Helper functions

OTRecod.compute_pred_error!Function
compute_pred_error!(sol, inst)
compute_pred_error!(sol, inst, proba_disp)
compute_pred_error!(sol, inst, proba_disp, mis_disp)
compute_pred_error!(
    sol,
    inst,
    proba_disp,
    mis_disp,
    full_disp
)

Compute prediction errors in a solution

source
OTRecod.empirical_distributionFunction
empirical_distribution(inst)
empirical_distribution(inst, norme)
empirical_distribution(inst, norme, aggregate_tol)

Return the empirical cardinality of the joint occurrences of (C=x,Y=mA,Z=mB) in both bases

source
OTRecod.average_distance_to_closestMethod
average_distance_to_closest(inst, percent_closest)

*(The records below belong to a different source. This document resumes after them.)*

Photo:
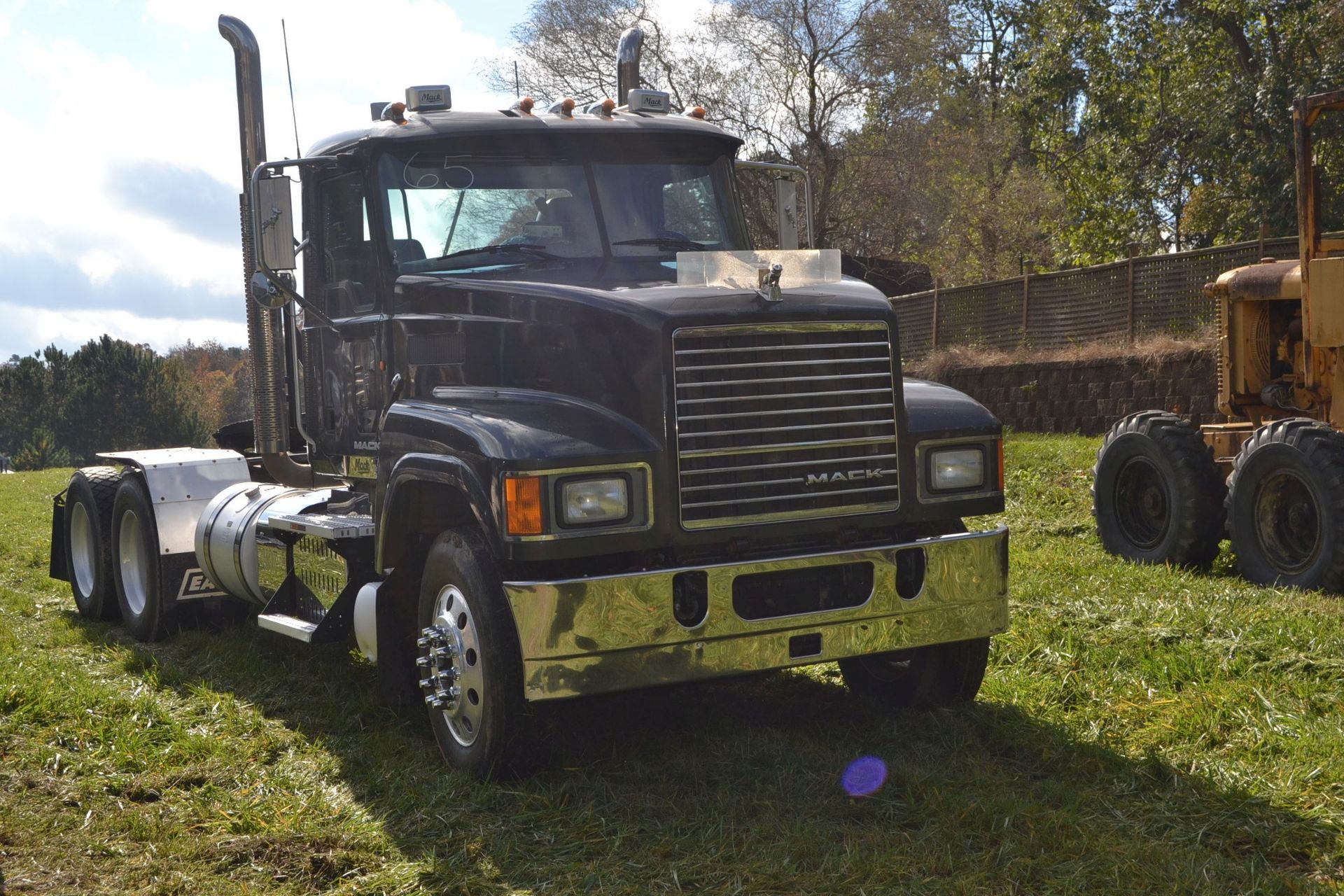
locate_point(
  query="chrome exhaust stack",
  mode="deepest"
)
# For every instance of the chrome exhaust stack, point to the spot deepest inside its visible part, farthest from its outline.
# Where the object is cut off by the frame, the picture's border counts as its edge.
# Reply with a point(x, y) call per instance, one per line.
point(265, 326)
point(628, 51)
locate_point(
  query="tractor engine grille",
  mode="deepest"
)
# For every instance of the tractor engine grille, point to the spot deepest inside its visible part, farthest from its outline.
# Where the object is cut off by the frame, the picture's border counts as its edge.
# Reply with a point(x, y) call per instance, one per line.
point(784, 421)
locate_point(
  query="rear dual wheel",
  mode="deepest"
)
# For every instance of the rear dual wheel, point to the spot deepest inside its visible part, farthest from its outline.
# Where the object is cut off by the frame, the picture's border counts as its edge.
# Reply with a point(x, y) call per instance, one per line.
point(134, 545)
point(470, 665)
point(88, 520)
point(1158, 495)
point(1285, 505)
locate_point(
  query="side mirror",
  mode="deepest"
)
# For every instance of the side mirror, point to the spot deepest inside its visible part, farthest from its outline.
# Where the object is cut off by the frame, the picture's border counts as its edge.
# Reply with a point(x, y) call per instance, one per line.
point(787, 199)
point(274, 223)
point(787, 211)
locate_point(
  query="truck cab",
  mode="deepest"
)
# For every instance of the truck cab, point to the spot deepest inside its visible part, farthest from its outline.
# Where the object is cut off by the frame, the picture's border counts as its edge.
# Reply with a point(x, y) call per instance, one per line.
point(542, 424)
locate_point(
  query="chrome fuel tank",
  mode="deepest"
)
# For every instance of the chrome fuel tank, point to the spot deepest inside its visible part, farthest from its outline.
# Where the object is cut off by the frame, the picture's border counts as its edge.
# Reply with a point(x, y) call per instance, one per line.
point(233, 530)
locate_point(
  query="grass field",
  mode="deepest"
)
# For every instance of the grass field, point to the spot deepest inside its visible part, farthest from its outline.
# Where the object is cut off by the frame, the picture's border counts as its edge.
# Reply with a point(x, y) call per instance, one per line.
point(1140, 729)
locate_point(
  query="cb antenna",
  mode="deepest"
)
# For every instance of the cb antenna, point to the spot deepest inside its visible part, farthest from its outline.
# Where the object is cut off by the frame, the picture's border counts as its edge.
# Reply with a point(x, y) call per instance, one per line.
point(293, 115)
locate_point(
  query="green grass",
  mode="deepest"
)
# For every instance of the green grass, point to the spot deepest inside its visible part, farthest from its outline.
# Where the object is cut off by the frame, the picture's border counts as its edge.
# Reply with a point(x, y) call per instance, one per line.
point(1140, 729)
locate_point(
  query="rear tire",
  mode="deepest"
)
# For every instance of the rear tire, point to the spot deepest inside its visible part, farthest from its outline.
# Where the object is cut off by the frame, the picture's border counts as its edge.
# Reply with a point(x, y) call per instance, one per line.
point(1285, 505)
point(470, 665)
point(1158, 495)
point(88, 520)
point(927, 678)
point(134, 545)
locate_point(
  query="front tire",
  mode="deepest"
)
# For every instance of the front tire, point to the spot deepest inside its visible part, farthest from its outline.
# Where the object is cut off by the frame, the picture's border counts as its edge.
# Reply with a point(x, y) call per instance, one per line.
point(88, 520)
point(470, 669)
point(1158, 495)
point(927, 678)
point(134, 546)
point(1285, 505)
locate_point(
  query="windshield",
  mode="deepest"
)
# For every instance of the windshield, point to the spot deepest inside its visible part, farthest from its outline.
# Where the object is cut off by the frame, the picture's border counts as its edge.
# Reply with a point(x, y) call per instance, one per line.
point(458, 214)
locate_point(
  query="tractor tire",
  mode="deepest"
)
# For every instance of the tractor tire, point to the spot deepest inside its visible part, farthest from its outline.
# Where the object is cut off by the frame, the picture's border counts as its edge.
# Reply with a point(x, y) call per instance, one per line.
point(927, 678)
point(1285, 505)
point(1158, 495)
point(134, 545)
point(470, 662)
point(88, 520)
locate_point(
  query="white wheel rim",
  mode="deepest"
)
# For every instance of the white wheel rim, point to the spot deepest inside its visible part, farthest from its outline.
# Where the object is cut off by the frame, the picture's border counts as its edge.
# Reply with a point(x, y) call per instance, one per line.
point(134, 564)
point(451, 659)
point(83, 548)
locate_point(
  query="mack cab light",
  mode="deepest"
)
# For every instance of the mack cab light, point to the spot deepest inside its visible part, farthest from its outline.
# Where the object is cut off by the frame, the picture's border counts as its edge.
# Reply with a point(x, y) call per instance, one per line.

Compute the cost between pairs of outcomes as the average distance between covariations of individuals with these outcomes, but considering only the percent closest neighbors

source
OTRecod.avg_distance_closestMethod
avg_distance_closest(
    inst,
    base1,
    base2,
    outcome,
    m1,
    m2,
    percent_closest
)

Compute the average distance between individuals of base1 with modality m1 for outcome and individuals of base2 with modality m2 for outcome

Consider only the percent_closest individuals in the computation of the distance

source
OTRecod.empirical_estimatorFunction
empirical_estimator(path)
empirical_estimator(path, observed)

Get an empirical estimator of the distribution of Z conditional to Y and X on base A and reciprocally on base B obtain with a specific type of data sets

  • path: path of the directory containing the data set
  • observed: if nonempty, list of indices of the observed covariates; this allows to exclude some latent variables.
source
OTRecod.simulateFunction
simulate()
simulate(R2)
simulate(R2, muA)
simulate(R2, muA, muB)
simulate(R2, muA, muB, alphaA)
simulate(R2, muA, muB, alphaA, alphaB)
simulate(R2, muA, muB, alphaA, alphaB, n)
simulate(R2, muA, muB, alphaA, alphaB, n, q1)
simulate(R2, muA, muB, alphaA, alphaB, n, q1, q2)
simulate(R2, muA, muB, alphaA, alphaB, n, q1, q2, q3)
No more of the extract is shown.